Recruitment and retention issues are not limited to dentists; there are difficulties across the whole dental team, including dental nurses, hygienists, therapists and technicians. In the past five years, there has been a 15% reduction in courses of dental treatment being delivered across England, and 28% of adults in England—a staggering 13 million people—have an unmet need for NHS dentistry. As a result, we hear too many stories about people who are unable to access the care they need, and some horrific accounts of DIY dentistry that nobody should have to resort to.
Dentistry rightly receives a lot of attention because of its dismal state, and I am grateful to the National Audit Office and Public Accounts Committee for their interest in the previous Government’s dentistry recovery plan. It is evident that the plan did not go far enough.
The Minister talks about the previous Government’s dental recovery plan, and part of that was to impose a firmer ringfence on dentistry spending so that there was not an underspend that was reallocated elsewhere. The previous Government tasked NHS England with collecting monthly returns from ICBs to establish spending as against the allocation. Now that NHS England is being scrapped, will we still see that monitoring of ICBs to ensure that the spending matches the allocation?

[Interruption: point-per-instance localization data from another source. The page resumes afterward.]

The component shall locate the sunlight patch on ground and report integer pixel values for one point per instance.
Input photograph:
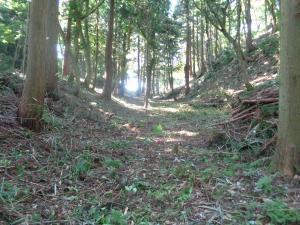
(127, 104)
(261, 80)
(186, 133)
(99, 90)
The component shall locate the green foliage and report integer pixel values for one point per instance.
(269, 46)
(280, 214)
(8, 192)
(158, 129)
(185, 194)
(115, 218)
(118, 144)
(224, 58)
(265, 184)
(50, 119)
(112, 163)
(82, 166)
(137, 185)
(164, 193)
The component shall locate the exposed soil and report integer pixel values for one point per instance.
(115, 163)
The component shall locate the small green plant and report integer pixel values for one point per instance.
(118, 144)
(82, 166)
(158, 129)
(185, 194)
(265, 184)
(50, 119)
(163, 193)
(112, 163)
(8, 192)
(269, 46)
(280, 214)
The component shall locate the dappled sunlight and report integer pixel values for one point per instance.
(128, 104)
(261, 80)
(185, 133)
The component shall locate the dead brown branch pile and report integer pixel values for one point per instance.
(249, 113)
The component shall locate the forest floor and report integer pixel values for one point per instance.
(115, 163)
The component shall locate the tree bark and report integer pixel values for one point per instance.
(288, 154)
(32, 100)
(51, 46)
(249, 41)
(66, 69)
(139, 67)
(108, 54)
(85, 37)
(187, 67)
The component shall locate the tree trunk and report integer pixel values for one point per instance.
(139, 67)
(85, 37)
(123, 65)
(203, 67)
(51, 46)
(97, 51)
(66, 69)
(194, 48)
(272, 9)
(187, 67)
(108, 54)
(288, 154)
(149, 69)
(25, 49)
(249, 41)
(32, 101)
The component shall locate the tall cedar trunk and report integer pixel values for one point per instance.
(194, 48)
(241, 56)
(97, 51)
(73, 59)
(123, 65)
(216, 46)
(149, 68)
(25, 48)
(288, 155)
(85, 37)
(66, 69)
(187, 67)
(198, 45)
(139, 67)
(208, 44)
(108, 54)
(203, 67)
(272, 9)
(51, 46)
(32, 101)
(249, 41)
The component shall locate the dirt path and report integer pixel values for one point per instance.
(115, 163)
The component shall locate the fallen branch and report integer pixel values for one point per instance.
(260, 101)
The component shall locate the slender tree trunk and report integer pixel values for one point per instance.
(194, 48)
(97, 51)
(32, 101)
(25, 49)
(271, 5)
(123, 65)
(249, 41)
(288, 154)
(187, 67)
(198, 46)
(85, 37)
(202, 30)
(108, 54)
(66, 69)
(139, 67)
(51, 46)
(149, 69)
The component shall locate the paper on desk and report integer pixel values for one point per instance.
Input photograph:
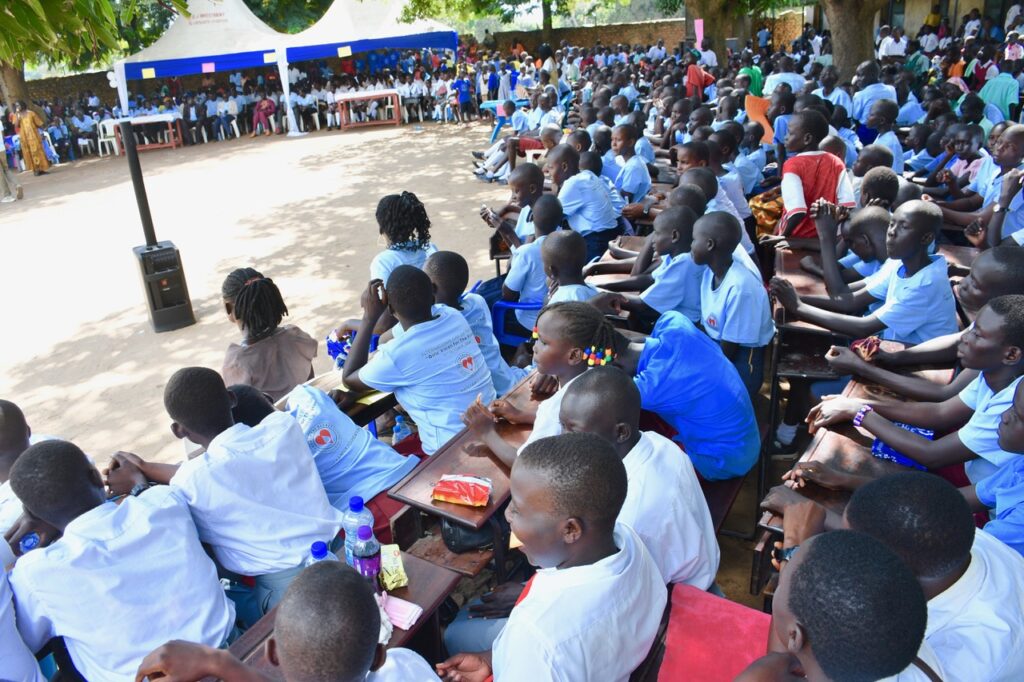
(401, 613)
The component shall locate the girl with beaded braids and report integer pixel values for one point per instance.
(682, 375)
(406, 227)
(272, 358)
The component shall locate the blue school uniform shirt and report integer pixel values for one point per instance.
(684, 378)
(633, 178)
(862, 99)
(838, 96)
(918, 161)
(980, 434)
(350, 462)
(916, 308)
(889, 139)
(1004, 494)
(737, 310)
(677, 287)
(644, 150)
(526, 276)
(586, 204)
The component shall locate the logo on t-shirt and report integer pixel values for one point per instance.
(323, 436)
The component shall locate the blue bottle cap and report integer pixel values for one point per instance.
(29, 542)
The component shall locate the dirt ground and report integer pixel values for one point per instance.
(79, 353)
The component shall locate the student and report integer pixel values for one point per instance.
(585, 200)
(350, 462)
(526, 185)
(664, 503)
(913, 287)
(564, 254)
(526, 282)
(271, 357)
(434, 365)
(846, 608)
(864, 238)
(450, 274)
(595, 577)
(810, 175)
(118, 573)
(633, 180)
(882, 118)
(674, 285)
(403, 222)
(994, 346)
(258, 520)
(327, 628)
(734, 306)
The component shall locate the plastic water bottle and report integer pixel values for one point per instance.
(401, 430)
(29, 542)
(320, 552)
(367, 556)
(356, 516)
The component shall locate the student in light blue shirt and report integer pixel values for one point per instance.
(584, 198)
(633, 181)
(734, 308)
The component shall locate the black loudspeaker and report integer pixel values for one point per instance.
(164, 282)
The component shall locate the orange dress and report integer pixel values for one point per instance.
(29, 124)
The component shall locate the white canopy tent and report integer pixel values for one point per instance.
(224, 35)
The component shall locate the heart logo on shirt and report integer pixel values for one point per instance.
(324, 437)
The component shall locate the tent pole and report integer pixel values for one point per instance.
(286, 87)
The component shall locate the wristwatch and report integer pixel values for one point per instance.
(784, 554)
(138, 488)
(859, 417)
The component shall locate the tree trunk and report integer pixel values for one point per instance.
(720, 23)
(546, 22)
(853, 40)
(12, 85)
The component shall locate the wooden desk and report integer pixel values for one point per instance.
(344, 102)
(416, 488)
(428, 587)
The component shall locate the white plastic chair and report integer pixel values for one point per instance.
(108, 138)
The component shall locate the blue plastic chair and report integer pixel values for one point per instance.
(498, 320)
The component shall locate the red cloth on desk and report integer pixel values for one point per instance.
(711, 639)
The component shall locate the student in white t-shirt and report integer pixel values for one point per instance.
(913, 287)
(434, 365)
(734, 306)
(120, 572)
(994, 345)
(564, 254)
(526, 282)
(328, 628)
(255, 494)
(403, 223)
(592, 609)
(664, 504)
(450, 274)
(350, 462)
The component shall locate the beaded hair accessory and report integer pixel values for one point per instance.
(599, 357)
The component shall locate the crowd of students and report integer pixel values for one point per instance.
(647, 384)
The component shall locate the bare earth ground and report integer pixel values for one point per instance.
(79, 353)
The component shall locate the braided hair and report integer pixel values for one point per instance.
(257, 302)
(402, 219)
(586, 327)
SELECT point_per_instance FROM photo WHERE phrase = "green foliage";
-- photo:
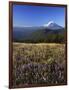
(38, 64)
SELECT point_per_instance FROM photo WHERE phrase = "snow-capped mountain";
(53, 26)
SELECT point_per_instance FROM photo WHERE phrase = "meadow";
(41, 63)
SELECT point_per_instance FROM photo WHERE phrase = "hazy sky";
(27, 15)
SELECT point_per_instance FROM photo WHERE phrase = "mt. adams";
(53, 26)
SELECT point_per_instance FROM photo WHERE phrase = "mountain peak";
(49, 23)
(52, 25)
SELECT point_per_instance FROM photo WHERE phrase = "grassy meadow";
(41, 63)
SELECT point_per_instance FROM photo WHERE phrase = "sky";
(28, 15)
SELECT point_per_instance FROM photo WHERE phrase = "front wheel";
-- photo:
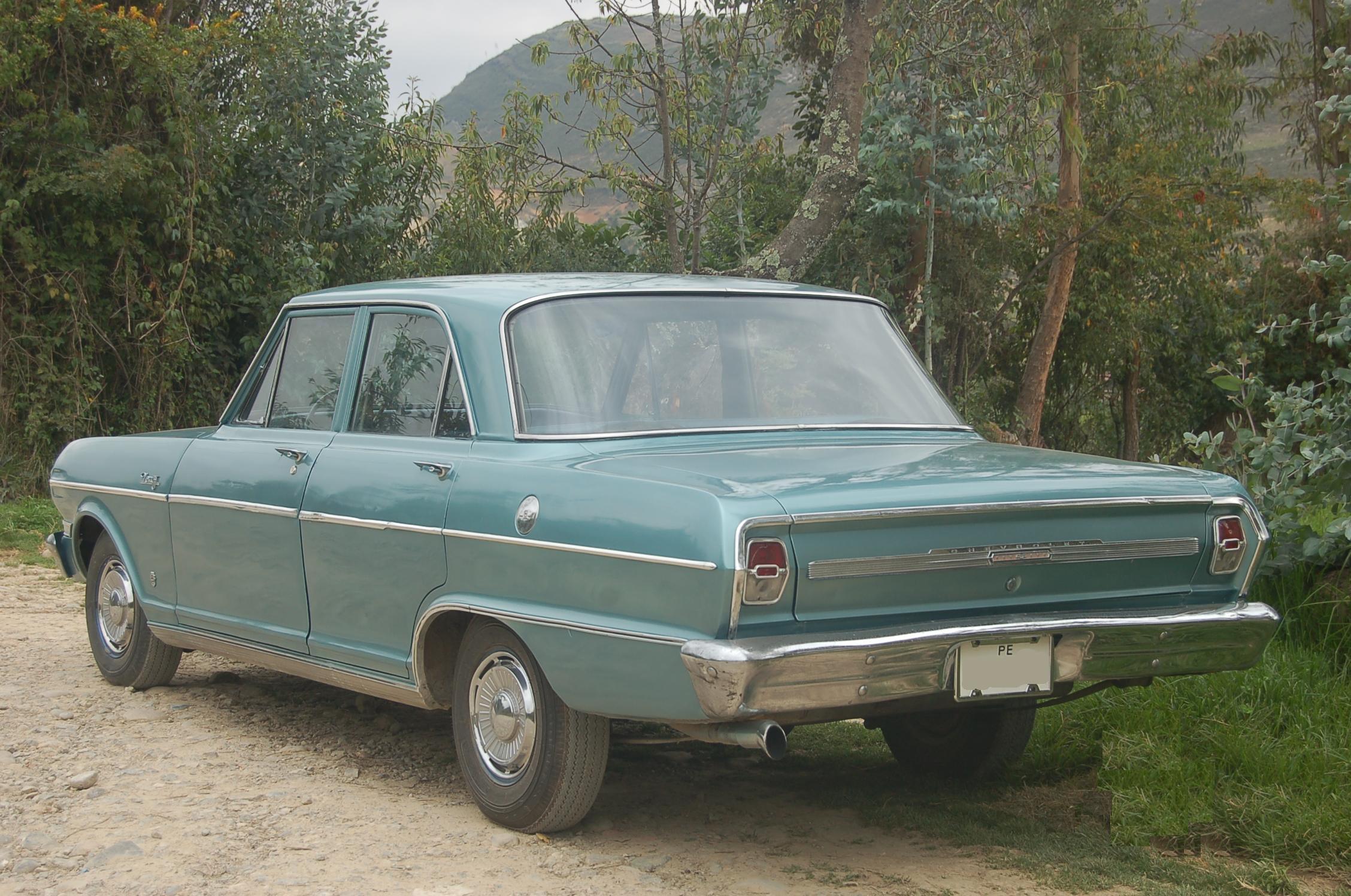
(531, 762)
(125, 649)
(969, 742)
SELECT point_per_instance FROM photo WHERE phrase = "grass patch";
(1254, 762)
(25, 526)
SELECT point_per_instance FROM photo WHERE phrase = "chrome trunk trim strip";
(314, 517)
(291, 665)
(107, 489)
(583, 549)
(229, 503)
(996, 507)
(940, 559)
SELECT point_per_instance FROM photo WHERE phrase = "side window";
(310, 372)
(255, 410)
(400, 375)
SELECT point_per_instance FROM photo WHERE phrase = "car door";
(376, 502)
(235, 501)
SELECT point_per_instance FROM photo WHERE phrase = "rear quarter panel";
(137, 518)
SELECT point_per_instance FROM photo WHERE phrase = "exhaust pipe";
(768, 737)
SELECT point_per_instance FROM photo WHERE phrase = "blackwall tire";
(125, 649)
(969, 744)
(531, 762)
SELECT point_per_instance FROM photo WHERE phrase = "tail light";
(767, 571)
(1230, 545)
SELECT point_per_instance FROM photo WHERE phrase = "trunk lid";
(922, 525)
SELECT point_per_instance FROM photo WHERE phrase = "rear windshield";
(634, 364)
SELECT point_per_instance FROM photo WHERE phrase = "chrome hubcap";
(503, 704)
(117, 609)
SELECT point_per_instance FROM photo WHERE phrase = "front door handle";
(442, 471)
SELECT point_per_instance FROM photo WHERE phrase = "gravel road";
(235, 779)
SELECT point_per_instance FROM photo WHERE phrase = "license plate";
(1004, 668)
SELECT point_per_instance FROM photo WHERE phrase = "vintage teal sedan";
(734, 507)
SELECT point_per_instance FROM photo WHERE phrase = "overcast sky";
(441, 41)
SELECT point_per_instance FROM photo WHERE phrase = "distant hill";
(484, 88)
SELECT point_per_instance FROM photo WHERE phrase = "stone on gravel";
(143, 714)
(83, 782)
(649, 862)
(122, 849)
(37, 841)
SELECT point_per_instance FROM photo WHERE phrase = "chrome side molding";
(107, 489)
(291, 665)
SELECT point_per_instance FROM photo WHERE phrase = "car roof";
(499, 292)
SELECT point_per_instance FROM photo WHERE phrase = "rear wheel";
(531, 762)
(125, 649)
(969, 742)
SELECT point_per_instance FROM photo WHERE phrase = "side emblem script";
(527, 514)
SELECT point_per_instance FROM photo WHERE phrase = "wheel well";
(437, 652)
(88, 529)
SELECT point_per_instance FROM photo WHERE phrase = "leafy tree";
(168, 178)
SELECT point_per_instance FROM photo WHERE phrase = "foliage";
(166, 181)
(1291, 442)
(23, 526)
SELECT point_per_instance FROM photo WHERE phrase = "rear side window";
(402, 375)
(310, 373)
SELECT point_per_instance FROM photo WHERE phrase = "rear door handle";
(442, 471)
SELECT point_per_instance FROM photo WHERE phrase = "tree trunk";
(837, 180)
(1131, 410)
(664, 123)
(1031, 398)
(917, 237)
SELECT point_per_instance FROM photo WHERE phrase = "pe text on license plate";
(1004, 668)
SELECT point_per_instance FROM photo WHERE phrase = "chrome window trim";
(373, 302)
(583, 549)
(107, 489)
(985, 557)
(229, 503)
(689, 291)
(250, 368)
(360, 522)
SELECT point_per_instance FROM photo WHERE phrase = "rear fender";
(604, 670)
(93, 515)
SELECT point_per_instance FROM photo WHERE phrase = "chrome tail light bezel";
(765, 584)
(1228, 553)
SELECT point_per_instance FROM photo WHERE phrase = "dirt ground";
(237, 779)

I take the hon. Gentleman’s point about the ringfence, but in a way, ringfencing addresses the symptoms, rather than the cause, of the problem. The fundamental cause of the problem is the amateurish way in which the previous Government set up the NHS dentistry contract so that it does not incentivise dentists to do NHS work. That is what leads them to drift off. In a sense, we can do all the ringfencing we like, but if the workforce that we need is not incentivised to do the work that we need them to do, we are going to have that problem, because they vote with their feet. That is why the radical overhaul of the dentistry contract is the key point. However, I agree with the hon. Gentleman that once we have got a contract that works, we must ensure that every penny that is committed to NHS dentistry is spent on NHS dentistry, rather than the absurd situation that we have now, in which we constantly have underspends in the NHS dentistry contract while demand for NHS dentistry goes through the roof. It is a truly bizarre situation.
I return to the subject of the dentistry recovery plan. The new patient premium, introduced by the previous Government, aimed to increase the number of new patients seen, but that has not happened. In reality, since the introduction of the previous Government’s plan, there has been a 3% reduction in the number of treatments delivered to new patients. It is clear to this Government that stronger action is needed, and we are prepared to act to stop the decay.